Wednesday, May 16, 2018

All Aboard

If you've turned on your TV lately, and I have because the NBA playoffs are in full swing, you might have noticed what I have noticed.

Companies are hopping on the Apology Train. And by that I mean they're spending millions of dollars to hang their heads in shame rather than to sell products.

Of course, I'm not that naive and believe they're doing a little of both.

Uber, for instance has a new CEO. He's all over the airwaves walking back the egregious behavior of his predecessor. And trying to white wash the predatory behavior of some of his homegrown horny drivers.

I'd give you his name but like so many power forwards in today's NBA, he comes from one of those little annoying countries East of the Rhine. I say annoying because their shape defies any geographic sense. I can't remember them. And the residents have names that are impossible to spell as well as pronounce.

Also, why are they always fighting each other other? They're like the Hatfieldroviches and McCoystrowiczes of Southern Europe.

The Wells Fargo people are also on TV saying they're sorry.

Their apology ad is a big, badass production. It's old school advertising. With big budgets, a cinematic look and a huge cast. They can afford it. My understanding is that the 6 largest banks in America each pocketed 600 million in savings from the new Republican tax cuts that were intended to put extra scheckels in the pockets of working class Americans. I guess bankers have blue collared shirts as well so that qualifies them to eat at the big Shitgibbon trough.

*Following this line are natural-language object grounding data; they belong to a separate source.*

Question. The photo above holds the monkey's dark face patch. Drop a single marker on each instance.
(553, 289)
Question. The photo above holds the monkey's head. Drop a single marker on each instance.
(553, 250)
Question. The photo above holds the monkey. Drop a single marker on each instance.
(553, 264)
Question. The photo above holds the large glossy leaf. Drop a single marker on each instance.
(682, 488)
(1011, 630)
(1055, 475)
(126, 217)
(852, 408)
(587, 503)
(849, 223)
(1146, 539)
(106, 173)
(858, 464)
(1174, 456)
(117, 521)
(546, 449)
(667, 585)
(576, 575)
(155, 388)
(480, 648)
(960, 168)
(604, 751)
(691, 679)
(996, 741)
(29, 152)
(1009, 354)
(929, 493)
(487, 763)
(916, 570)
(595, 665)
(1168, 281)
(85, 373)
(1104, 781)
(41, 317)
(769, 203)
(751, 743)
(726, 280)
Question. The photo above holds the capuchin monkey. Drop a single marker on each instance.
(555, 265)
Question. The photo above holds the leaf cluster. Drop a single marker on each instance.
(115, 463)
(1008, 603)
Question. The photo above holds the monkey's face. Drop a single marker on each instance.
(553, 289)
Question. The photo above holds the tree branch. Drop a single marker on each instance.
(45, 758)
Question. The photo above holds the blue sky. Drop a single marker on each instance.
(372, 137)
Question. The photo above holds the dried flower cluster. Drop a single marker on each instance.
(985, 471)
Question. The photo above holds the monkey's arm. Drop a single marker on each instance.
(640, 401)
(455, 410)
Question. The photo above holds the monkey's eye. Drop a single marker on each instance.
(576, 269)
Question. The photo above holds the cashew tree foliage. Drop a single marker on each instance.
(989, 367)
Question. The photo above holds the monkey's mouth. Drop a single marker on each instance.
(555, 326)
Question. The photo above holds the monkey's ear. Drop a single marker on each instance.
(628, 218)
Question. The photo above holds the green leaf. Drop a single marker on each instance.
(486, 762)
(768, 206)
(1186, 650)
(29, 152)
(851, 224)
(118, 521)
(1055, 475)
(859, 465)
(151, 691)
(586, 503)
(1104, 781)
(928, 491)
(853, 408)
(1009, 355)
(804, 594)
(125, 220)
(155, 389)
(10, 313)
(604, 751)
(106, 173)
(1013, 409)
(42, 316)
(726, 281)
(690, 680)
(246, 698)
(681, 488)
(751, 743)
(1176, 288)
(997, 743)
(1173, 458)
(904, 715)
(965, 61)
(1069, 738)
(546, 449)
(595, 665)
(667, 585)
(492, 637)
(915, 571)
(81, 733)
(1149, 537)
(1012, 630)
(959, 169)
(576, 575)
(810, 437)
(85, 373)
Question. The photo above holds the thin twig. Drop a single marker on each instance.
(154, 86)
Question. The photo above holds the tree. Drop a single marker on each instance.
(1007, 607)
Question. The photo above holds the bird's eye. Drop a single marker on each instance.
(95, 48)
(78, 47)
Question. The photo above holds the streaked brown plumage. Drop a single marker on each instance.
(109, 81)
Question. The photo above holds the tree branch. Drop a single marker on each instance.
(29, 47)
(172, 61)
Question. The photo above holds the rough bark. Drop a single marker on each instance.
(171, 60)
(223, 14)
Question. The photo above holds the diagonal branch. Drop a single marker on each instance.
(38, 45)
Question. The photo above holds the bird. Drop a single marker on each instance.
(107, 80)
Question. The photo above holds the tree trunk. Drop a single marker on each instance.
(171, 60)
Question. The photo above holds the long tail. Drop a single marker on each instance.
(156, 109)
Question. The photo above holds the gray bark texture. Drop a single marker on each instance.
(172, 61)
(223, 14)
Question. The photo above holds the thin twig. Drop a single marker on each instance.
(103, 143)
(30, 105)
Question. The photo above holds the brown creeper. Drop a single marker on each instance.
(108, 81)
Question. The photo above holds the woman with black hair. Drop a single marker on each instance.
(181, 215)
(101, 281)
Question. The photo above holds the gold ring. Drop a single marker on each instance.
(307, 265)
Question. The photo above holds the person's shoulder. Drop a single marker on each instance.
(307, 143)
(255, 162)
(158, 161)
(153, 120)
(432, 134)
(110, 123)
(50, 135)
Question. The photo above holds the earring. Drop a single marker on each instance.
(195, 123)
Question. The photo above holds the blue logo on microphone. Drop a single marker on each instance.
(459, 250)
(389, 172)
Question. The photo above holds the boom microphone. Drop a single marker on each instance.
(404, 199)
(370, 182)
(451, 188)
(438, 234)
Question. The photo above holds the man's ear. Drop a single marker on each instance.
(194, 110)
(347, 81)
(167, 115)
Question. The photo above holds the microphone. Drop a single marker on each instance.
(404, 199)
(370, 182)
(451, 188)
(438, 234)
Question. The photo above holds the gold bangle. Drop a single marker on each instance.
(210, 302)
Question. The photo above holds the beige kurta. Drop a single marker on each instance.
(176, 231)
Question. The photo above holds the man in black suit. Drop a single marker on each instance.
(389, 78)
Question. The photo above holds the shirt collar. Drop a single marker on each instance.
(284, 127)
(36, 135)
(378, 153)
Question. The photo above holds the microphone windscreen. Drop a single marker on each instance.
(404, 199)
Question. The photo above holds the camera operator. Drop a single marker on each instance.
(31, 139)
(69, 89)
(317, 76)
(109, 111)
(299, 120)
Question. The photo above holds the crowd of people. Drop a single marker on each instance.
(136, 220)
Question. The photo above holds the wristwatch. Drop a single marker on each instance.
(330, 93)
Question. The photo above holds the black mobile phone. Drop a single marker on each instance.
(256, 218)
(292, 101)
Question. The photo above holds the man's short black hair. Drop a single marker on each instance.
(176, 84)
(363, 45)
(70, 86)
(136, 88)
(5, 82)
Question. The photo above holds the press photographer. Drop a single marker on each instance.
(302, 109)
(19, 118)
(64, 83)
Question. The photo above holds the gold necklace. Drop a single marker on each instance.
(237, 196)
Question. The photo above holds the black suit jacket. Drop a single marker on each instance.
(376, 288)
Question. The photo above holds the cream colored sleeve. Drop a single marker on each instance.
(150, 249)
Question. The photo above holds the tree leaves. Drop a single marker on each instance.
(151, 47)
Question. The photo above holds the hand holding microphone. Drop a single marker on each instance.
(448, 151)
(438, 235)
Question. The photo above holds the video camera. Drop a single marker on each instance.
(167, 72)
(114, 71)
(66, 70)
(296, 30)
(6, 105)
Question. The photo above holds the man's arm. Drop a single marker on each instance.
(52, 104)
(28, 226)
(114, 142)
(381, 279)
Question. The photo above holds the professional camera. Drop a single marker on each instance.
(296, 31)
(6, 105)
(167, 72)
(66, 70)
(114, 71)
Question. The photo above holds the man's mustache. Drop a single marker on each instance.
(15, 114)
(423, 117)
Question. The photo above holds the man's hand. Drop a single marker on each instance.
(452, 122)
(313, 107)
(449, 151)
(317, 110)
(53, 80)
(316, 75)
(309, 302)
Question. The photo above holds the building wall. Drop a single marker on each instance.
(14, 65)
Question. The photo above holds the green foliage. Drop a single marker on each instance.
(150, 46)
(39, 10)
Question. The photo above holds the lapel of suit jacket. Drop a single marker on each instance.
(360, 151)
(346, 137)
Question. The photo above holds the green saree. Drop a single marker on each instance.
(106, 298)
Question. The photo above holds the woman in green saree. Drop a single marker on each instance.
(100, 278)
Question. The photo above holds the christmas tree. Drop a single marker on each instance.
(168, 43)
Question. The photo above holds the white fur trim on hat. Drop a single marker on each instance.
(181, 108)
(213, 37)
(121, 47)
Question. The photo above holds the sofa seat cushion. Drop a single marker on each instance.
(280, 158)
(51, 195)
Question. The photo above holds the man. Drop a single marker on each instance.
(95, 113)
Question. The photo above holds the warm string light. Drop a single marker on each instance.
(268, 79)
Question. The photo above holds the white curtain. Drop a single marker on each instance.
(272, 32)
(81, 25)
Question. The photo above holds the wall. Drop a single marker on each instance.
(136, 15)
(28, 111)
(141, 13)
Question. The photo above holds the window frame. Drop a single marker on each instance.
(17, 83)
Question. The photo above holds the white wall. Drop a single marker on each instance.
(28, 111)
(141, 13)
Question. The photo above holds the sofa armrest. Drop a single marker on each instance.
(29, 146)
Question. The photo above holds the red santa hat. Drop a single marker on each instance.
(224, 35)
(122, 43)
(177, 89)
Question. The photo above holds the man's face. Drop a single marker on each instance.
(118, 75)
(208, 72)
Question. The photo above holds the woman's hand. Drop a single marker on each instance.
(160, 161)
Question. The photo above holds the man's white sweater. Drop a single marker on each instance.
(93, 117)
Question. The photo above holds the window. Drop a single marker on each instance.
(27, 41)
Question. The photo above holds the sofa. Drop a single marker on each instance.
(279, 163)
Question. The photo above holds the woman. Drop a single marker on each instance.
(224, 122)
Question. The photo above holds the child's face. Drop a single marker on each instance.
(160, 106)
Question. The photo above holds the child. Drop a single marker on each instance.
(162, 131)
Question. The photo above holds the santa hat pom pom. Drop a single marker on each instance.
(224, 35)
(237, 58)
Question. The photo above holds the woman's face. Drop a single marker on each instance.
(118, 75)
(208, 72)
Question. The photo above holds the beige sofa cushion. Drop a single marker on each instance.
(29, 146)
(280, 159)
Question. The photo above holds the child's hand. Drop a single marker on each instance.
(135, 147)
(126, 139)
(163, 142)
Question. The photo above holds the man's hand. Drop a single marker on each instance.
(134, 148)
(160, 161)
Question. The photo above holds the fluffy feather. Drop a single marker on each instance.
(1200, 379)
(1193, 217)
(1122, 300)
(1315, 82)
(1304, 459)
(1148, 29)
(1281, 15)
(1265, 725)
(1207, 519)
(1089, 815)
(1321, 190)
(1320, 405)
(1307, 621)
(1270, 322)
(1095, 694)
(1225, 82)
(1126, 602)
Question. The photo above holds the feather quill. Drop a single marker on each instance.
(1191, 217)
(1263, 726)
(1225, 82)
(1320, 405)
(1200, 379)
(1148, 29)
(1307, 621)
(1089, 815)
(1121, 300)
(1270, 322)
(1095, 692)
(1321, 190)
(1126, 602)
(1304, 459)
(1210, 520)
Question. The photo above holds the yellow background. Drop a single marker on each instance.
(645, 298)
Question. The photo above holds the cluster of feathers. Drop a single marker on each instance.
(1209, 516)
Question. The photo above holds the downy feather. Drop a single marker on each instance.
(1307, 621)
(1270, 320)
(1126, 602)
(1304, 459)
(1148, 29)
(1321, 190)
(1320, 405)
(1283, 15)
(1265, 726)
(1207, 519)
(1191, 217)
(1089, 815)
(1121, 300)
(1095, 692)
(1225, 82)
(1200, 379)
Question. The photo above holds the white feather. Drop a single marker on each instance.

And finally, there's a head hanging ad from the good folks at Facebook.  Who are in full apologia-mode for absconding your personal info, selling it to big data companies, who in turn turned it over to Russian intelligence officers so they could steal the last presidential election which promises to ignite World War III and hurl us into an apocalyptic dystopia.

No big deal.

Nothing a good 60 second ad can't fix.